Just in case there were any doubts, Valls read out the article from the constitution reminding his flock that he is in charge.

Where his predecessor Jean-Marc Ayrault may have lacked in leadership, Le Monde says, Valls will be making up for fourfold.

The former PM was lambasted for his indecisiveness and back-pedalling, which were also seen as typical of President François Hollande's government as a whole.

Valls is cracking down on this bad image and the buzzword is efficiency. Last year, ministers held 1,500 meetings together – that’s up to six meetings a day and, according to Valls, quite a few too many.

Maybe that’s why some of the ministers titles are so long, Le Monde says. Like the new Minister for Women, Youth, the City and Sports, Najat Vallaud-Belkacem.

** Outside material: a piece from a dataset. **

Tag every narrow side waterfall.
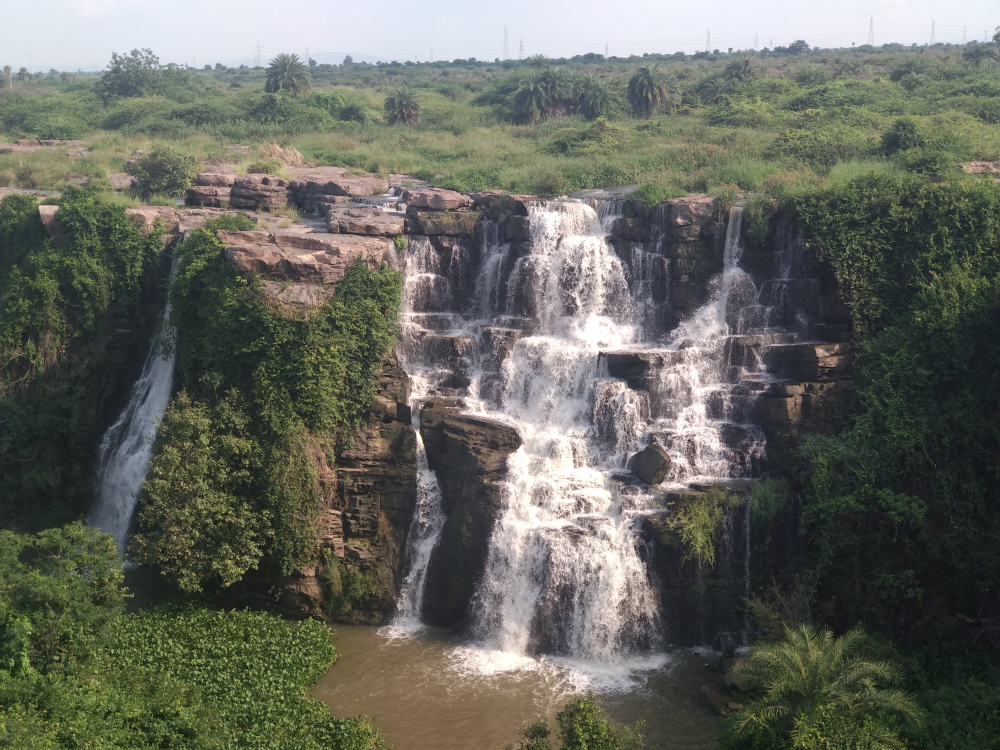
[87,260,177,554]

Does this mean Belkacem will be coaching young women from the ghettos in handball matches? Is this an attempt to streamline government? Or another sign that the ruling Socialists are at a loss on how to solve the country's problems? Le Monde wonders.

Though the French may have hailed the strong authority figure they see in Valls, conservative Le Figaro says the odds are against him. He has very little leeway.

France has missed all its deadlines on reducing its budget deficit and a meeting with Brussels on the country's public debt is looming large at the end of the month.

Moving away from France, left-leaning Libération and Catholic La Croix both dedicate spreads to the Rwandan genocide.

Libé looks at France’s controversial and relatively underreported role in the events leading up to the massacres in 1994. Namely, Paris’s implication in the plane crash that killed then president Juvenal Habyarimana and sparked ruthless killings throughout the country.

According to Libé, France was all too quick to blame the Tutsi-led RPF, the Rwandan Patriotic Front, for the plane crash. Investigations suggest that French intelligence knew about the attack. And Libé wonders if they may have in fact helped orchestrate it.

These are hefty allegations for a country that has since been accused of being a safe haven for Rwandan genocide perpetrators on the run.

It's vital for us to understand how the atrocities came about, especially in light of mounting mass violence in the Central African Republic, Libé warns.

La Croix is also trying to understand - not just the genocide, but also the 20 years since. How did these traumatic events play out on the every day lives of Rwandans? And what about their psychological health two decades down the line?

La Croix cites a study claiming that over half of the Rwandan population suffers from depression and reports on the work of NGOs targeting the psychological tolls for victims and victims' families.

The paper turns to the new post-94 generation now in their early 20s as a beacon of hope for healing the wounds of the past.